The AfCFTA Investment Protocol: What Does it Mean for Burundi?

AfCFTA

African governments coming together to put short-term greed aside by agreeing to eliminate tariffs via the AfCFTA is a commendable step, but the lack of trade infrastructure poses a significant non-tariff barrier. For the CDE Great Lakes, the solution to this barrier lies in the AfCFTA investment protocol. Analysis.

The African Development Bank reports that African countries experience an annual infrastructure deficit of between $68 billion and $108 billion per year. This amount is expected to reach $170 billion per year by 2025. Consequently, the private sector has to step in to bridge the gap, particulary when the $3.1 trillion annual output of Africas’s economy is largely devoted to consumer spending budget, which is politically difficult to reduce.

Let’s take Burundi among all African countries.  Burundi, as it is, is not a safe place for investment. The proof is that the rate of foreign direct investment or domestic private investment is almost zero. Whether due to the damage caused to investments because of political conflicts, the inability to protect investors against crime, excessive taxation, regulation, inflation, etc., Burundi is not the good student in terms of guaranteeing the security of capital. This is what the investment protocol of the African Continental Free Trade Area wants to change. This protocol is an opportunity to change this situation by allowing investors to build the infrastructure needed for trade without running the risk of African governments rendering their investments worthless on a whim.

What Burundi needs most

For this protocol to be effective in the Burundian commerce, the protections described in the investment protocol must be roughly put into application. Governments that violate the investment protocol must face sanctions, and that pain must outweigh the perceived short-term benefits of the violation.

Burundian thinktank CDE Great Lakes educates the public about the advantages of the AfCFTA through research and forums
Burundian thinktank CDE Great Lakes educates the public about the advantages of the AfCFTA through research and dissemination forums

What Burundi and Africa in general need most are institutions that can credibly limit the power of governments, and allow the genius of the individual African to flourish. If political considerations continue to jeopardise the interests of investors in the AfCFTA investment protocol, it will be nothing more than fine words on paper that will fundamentally change nothing and meanwile this will have hampered free trade in Burundi.

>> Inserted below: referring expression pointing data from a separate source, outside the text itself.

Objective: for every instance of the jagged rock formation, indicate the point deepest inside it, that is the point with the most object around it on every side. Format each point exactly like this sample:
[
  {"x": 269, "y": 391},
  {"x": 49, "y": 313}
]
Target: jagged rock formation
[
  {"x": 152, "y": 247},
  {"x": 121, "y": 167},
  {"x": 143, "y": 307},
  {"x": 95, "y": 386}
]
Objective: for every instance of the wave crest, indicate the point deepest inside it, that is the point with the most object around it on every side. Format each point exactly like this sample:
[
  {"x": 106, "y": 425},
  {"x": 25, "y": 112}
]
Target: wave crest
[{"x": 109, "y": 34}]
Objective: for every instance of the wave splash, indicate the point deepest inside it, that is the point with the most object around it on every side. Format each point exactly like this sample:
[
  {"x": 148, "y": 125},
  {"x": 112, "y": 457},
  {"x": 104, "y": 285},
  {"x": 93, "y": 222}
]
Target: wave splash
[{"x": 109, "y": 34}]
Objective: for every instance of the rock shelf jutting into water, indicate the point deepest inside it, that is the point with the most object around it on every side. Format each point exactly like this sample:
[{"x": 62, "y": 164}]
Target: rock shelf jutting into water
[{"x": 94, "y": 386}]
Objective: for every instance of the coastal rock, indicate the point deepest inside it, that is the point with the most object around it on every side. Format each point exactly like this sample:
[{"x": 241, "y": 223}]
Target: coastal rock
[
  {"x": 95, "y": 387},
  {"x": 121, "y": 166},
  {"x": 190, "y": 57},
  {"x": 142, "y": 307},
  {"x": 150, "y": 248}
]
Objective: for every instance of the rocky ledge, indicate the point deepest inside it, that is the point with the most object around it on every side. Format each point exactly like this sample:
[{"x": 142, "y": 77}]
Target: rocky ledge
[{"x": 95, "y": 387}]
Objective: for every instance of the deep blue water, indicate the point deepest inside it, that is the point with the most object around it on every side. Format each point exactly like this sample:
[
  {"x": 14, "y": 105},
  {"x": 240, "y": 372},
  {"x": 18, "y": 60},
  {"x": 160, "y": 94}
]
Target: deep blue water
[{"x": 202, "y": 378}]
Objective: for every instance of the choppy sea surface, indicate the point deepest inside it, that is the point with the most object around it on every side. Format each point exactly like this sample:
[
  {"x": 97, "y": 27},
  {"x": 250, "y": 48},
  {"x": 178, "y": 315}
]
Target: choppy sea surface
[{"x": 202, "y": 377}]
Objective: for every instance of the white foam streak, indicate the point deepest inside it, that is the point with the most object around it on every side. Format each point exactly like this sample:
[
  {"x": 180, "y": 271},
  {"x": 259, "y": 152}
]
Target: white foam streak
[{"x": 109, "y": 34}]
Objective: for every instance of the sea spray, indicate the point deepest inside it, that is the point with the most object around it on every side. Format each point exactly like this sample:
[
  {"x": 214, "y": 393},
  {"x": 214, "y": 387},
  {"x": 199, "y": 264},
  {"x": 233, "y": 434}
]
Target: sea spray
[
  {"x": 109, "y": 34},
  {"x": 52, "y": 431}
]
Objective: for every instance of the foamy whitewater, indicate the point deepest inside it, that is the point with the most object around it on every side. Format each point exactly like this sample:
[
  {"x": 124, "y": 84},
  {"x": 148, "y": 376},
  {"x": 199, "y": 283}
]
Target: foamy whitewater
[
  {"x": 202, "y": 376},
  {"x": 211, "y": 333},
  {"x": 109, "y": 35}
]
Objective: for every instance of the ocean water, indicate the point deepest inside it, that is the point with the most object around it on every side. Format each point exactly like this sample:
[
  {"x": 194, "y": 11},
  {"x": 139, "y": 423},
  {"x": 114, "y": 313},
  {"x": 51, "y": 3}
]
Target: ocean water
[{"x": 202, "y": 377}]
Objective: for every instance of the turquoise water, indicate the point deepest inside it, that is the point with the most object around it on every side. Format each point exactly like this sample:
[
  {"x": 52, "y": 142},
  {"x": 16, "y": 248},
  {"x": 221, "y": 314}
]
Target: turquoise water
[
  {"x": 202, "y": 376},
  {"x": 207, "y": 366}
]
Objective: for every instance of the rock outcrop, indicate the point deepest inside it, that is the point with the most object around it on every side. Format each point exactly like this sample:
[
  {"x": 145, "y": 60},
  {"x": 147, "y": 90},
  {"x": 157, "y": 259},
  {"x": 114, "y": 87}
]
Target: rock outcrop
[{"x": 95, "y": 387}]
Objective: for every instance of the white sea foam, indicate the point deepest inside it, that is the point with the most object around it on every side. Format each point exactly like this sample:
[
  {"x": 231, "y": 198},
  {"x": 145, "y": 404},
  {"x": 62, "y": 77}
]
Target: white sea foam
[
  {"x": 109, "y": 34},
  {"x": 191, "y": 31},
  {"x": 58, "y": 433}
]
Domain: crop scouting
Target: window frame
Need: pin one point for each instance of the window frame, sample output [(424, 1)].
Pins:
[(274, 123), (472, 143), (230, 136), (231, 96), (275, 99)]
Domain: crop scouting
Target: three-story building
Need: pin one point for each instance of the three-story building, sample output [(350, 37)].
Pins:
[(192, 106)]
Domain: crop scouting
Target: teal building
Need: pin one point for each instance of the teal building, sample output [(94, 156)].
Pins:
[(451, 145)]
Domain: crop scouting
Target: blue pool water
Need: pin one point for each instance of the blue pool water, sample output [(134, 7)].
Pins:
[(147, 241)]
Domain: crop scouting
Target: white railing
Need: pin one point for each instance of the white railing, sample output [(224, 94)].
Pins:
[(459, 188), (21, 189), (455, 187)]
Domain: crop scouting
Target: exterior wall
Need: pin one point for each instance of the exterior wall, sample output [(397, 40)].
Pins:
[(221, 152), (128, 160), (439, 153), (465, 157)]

Solving Issues Inherent to the Deployment of the AfCFTA

The Investor-State Dispute Resolution Mechanism of the Investment Protocol is currently being negotiated as an annex to the Protocol. The protocol first requires an attempt at amicable resolution, but once amicable dispute resolution mechanisms are exhausted, investors should be able to approach an African court which has real powers when it comes to disputes between governments.

A court with jurisdiction to investigate all matters relating to the AfCFTA, whether between State Parties or between an individual/private party and a State Party, should be established. The Dispute Resolution Annex should then enable appellants from this AfCFTA tribunal to approach the existing African Court on Human and Peoples’ Rights (ACHPR) in Tanzania and set out the procedure to be followed. to do this. Currently, Burundi has ratified the protocol establishing the ACHPR, but has not yet submitted declarations authorizing non-state parties to bring it to the ACHPR. This will need to be modified by the annex, at least for cases involving investor-state dispute appeals.

According to Professor Hicham El Moussaoui, “Burundi does not lack good ideas for development, what is missing are the institutions that make these ideas a reality”. Institutions that protect individuals/private parties against statism. Once we have them in place, through the AfCFTA treaty through the investment protocol, investors will find ways to overcome difficulties and build infrastructure.